I passed a group of blood drinkers hard at work in this forest of death. Two blood drinkers had taken a man's legs up by the ankles and were dragging him upon a sharpened pole that had been laid flat on the ground. The mortal thrashed and screamed as the spike slid into his bowels while his executioners laughed and made mock of him. They did it slow so that he would suffer, and then they stood the pole up and slid the base of it into a posthole that had been dug into the ground. The dying mortal screamed unceasingly as he sagged down the pike. His shrill cries stopped only when the sharp end of the pole burst out through the crook of his shoulder.

A huddle of condemned men pleaded for their lives nearby. There was a pile of sharpened poles lying at their feet, and little hope of reprieve. If I thought I could have done anything to help the doomed men I would have tried, but there was an ever-increasing number of t'sukuru guards close at my back, and I knew they would attack me if I dared to interfere. They were content to follow so long as I behaved myself, and that was what I meant to do.

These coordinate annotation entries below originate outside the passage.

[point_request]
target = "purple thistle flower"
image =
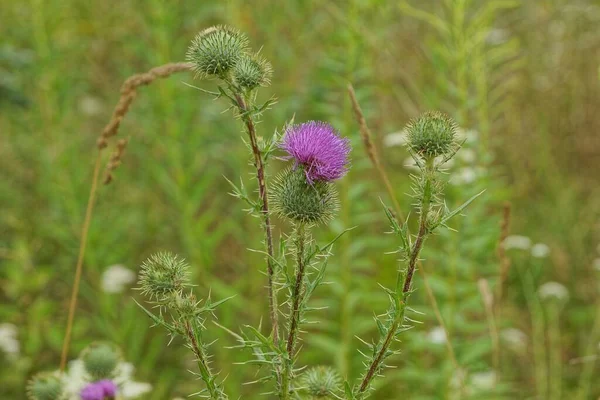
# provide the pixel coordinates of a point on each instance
(92, 392)
(319, 149)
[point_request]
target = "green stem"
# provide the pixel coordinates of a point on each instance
(300, 239)
(206, 374)
(555, 356)
(262, 192)
(403, 282)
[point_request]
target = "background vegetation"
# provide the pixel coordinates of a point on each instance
(521, 77)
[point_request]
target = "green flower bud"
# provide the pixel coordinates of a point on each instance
(321, 382)
(252, 71)
(100, 360)
(216, 50)
(432, 134)
(162, 274)
(185, 304)
(45, 386)
(294, 198)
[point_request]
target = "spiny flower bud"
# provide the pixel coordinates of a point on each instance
(162, 274)
(432, 134)
(45, 386)
(251, 72)
(216, 50)
(100, 360)
(295, 198)
(321, 382)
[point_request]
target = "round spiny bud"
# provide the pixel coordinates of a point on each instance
(432, 134)
(100, 360)
(252, 71)
(294, 198)
(216, 50)
(45, 386)
(185, 304)
(162, 274)
(321, 382)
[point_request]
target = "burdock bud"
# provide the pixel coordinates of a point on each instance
(321, 382)
(252, 71)
(45, 386)
(432, 134)
(101, 360)
(295, 198)
(162, 274)
(216, 50)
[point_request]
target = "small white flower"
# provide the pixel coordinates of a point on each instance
(483, 380)
(437, 335)
(464, 176)
(116, 278)
(395, 139)
(517, 242)
(8, 340)
(540, 250)
(514, 338)
(554, 290)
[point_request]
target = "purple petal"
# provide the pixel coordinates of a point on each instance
(318, 147)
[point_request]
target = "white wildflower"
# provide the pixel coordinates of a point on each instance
(554, 290)
(514, 338)
(464, 176)
(437, 335)
(517, 242)
(116, 278)
(90, 106)
(395, 139)
(483, 380)
(540, 250)
(8, 340)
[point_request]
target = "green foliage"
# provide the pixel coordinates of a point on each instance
(478, 61)
(100, 360)
(294, 198)
(45, 386)
(251, 72)
(216, 50)
(433, 134)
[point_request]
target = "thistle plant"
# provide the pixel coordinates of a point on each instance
(223, 53)
(431, 141)
(164, 280)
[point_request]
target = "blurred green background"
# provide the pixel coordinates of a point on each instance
(521, 77)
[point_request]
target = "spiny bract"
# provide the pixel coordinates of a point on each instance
(300, 201)
(101, 360)
(216, 50)
(251, 72)
(432, 134)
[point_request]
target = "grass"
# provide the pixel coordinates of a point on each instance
(522, 74)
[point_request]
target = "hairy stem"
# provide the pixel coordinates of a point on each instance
(205, 372)
(403, 283)
(295, 312)
(262, 192)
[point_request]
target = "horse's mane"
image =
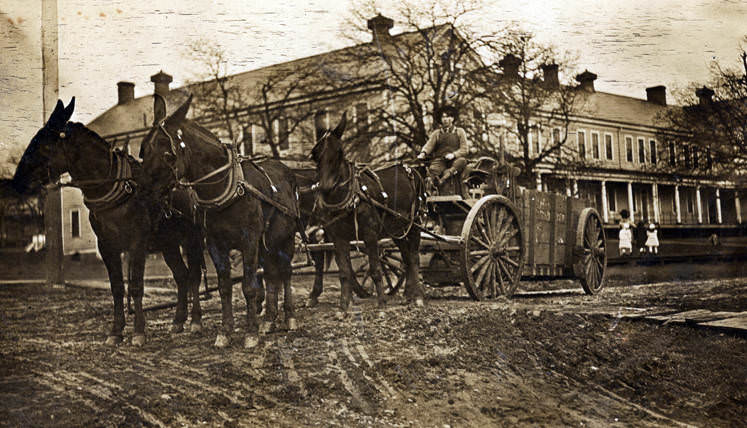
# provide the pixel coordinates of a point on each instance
(79, 127)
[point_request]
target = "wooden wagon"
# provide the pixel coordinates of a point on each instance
(488, 233)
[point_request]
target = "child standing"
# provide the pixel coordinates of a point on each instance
(652, 241)
(626, 239)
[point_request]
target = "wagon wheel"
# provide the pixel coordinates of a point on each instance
(392, 273)
(493, 251)
(590, 255)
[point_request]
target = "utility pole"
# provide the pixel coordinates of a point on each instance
(50, 95)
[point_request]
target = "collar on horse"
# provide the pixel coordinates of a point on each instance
(122, 187)
(236, 186)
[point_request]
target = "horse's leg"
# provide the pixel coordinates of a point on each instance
(342, 252)
(173, 259)
(113, 264)
(219, 254)
(409, 247)
(136, 289)
(374, 268)
(316, 291)
(250, 287)
(284, 275)
(194, 261)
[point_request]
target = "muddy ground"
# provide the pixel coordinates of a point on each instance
(557, 359)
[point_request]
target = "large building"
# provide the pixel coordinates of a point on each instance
(626, 166)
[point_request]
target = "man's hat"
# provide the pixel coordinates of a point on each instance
(449, 110)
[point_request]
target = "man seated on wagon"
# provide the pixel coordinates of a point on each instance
(446, 147)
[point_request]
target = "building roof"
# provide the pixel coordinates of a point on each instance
(621, 108)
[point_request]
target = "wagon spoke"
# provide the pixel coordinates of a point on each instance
(499, 277)
(479, 263)
(481, 275)
(509, 261)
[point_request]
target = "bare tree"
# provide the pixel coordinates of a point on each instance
(523, 88)
(709, 133)
(432, 63)
(275, 98)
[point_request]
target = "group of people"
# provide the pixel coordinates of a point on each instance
(644, 236)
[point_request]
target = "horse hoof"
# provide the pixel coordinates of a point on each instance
(221, 341)
(113, 340)
(265, 328)
(292, 324)
(195, 328)
(250, 342)
(138, 340)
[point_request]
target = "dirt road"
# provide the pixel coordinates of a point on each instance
(548, 360)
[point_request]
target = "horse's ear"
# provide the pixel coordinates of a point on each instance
(340, 129)
(181, 113)
(159, 108)
(56, 115)
(68, 112)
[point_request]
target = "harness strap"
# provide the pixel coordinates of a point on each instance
(121, 189)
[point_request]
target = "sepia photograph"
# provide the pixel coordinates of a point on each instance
(385, 213)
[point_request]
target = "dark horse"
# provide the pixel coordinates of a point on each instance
(367, 205)
(124, 216)
(306, 179)
(247, 206)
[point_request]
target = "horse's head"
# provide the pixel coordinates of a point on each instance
(164, 153)
(328, 155)
(44, 158)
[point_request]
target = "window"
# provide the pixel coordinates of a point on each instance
(695, 157)
(612, 202)
(629, 148)
(280, 129)
(361, 118)
(595, 152)
(75, 223)
(582, 144)
(608, 146)
(556, 136)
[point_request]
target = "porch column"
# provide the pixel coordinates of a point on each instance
(655, 196)
(630, 201)
(605, 210)
(677, 203)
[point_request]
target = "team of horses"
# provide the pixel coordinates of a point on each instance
(192, 193)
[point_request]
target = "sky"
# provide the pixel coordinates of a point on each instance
(629, 44)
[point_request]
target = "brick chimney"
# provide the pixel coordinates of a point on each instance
(380, 26)
(550, 76)
(586, 80)
(161, 82)
(125, 92)
(705, 95)
(510, 65)
(657, 95)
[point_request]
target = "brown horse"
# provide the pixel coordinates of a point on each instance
(123, 214)
(247, 206)
(367, 205)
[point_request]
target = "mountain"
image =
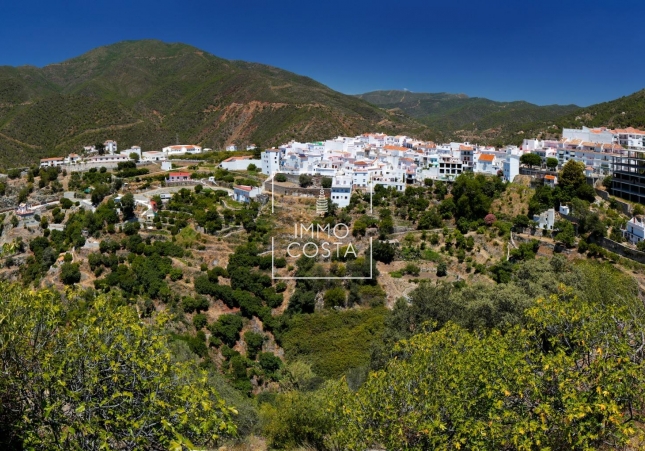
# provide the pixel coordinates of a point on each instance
(150, 93)
(627, 111)
(458, 116)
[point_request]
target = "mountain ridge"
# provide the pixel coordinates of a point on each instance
(169, 90)
(459, 116)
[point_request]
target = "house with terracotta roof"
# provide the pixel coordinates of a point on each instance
(153, 155)
(239, 163)
(550, 180)
(110, 146)
(181, 149)
(487, 164)
(54, 161)
(245, 193)
(178, 177)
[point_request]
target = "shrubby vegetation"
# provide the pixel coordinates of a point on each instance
(69, 384)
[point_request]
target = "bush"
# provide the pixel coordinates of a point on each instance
(199, 321)
(70, 273)
(269, 362)
(227, 328)
(305, 180)
(254, 343)
(411, 269)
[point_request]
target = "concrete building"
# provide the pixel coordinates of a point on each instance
(239, 163)
(54, 161)
(634, 231)
(153, 155)
(131, 150)
(546, 219)
(271, 161)
(511, 166)
(341, 189)
(110, 147)
(178, 177)
(486, 164)
(181, 149)
(245, 193)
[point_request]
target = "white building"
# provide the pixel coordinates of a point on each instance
(546, 219)
(341, 189)
(635, 230)
(487, 164)
(110, 146)
(181, 149)
(511, 166)
(98, 159)
(54, 161)
(153, 155)
(270, 161)
(245, 193)
(239, 163)
(133, 149)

For Ilio, and for the Tanti.

Where are the Tanti? I wondered.

I hardened my heart and let down the shutters I had placed upon my senses, letting into my mind the full scope of my heightened perceptions. I am sure I wavered for a moment as I strode past the charnel pits. It was all I could do to stay on my feet as I searched for the scent of my mortal descendants. The smell of all those dead bodies, congealed into a solid mass of rotting flesh, was nearly overwhelming, but I persevered. It had been twenty years since I lived among the descendants of my own mortal offspring, but I was certain I would recognize their scent—if they were truly captives here in Uroboros, as the God King had claimed.

Not here, I thought. Not here!

He had Ilio. I had seen it in Palifver's memories. But he had lied about my mortal descendants. I was fairly certain of it.

It gave me no hope, offered no prospect of escaping the fate I had chosen for myself, but it was a great relief. My legs felt weak.

The Tanti still eluded him!

One of the blood drinkers who followed me—the gatekeeper I'd confronted on my arrival—prodded my back with his weapon. "That way!" he barked, and nodded toward a wooden bridge that angled up to the Arth, the district of the high caste Uroboran mortals.

My entourage was growing at an impressive rate. Blood drinkers had formed around me like iron shavings around a magnet. Perhaps they thought to curry favor with the God King. Perhaps they hoped to make it appear as if they had captured me themselves. I would make it known that I had surrendered of my own free will. None would benefit from my capitulation.

I circled around a blood-soaked arena, ignoring the howling crowds, the combatants fighting to the death in the leaping torchlight, and went to meet my fate.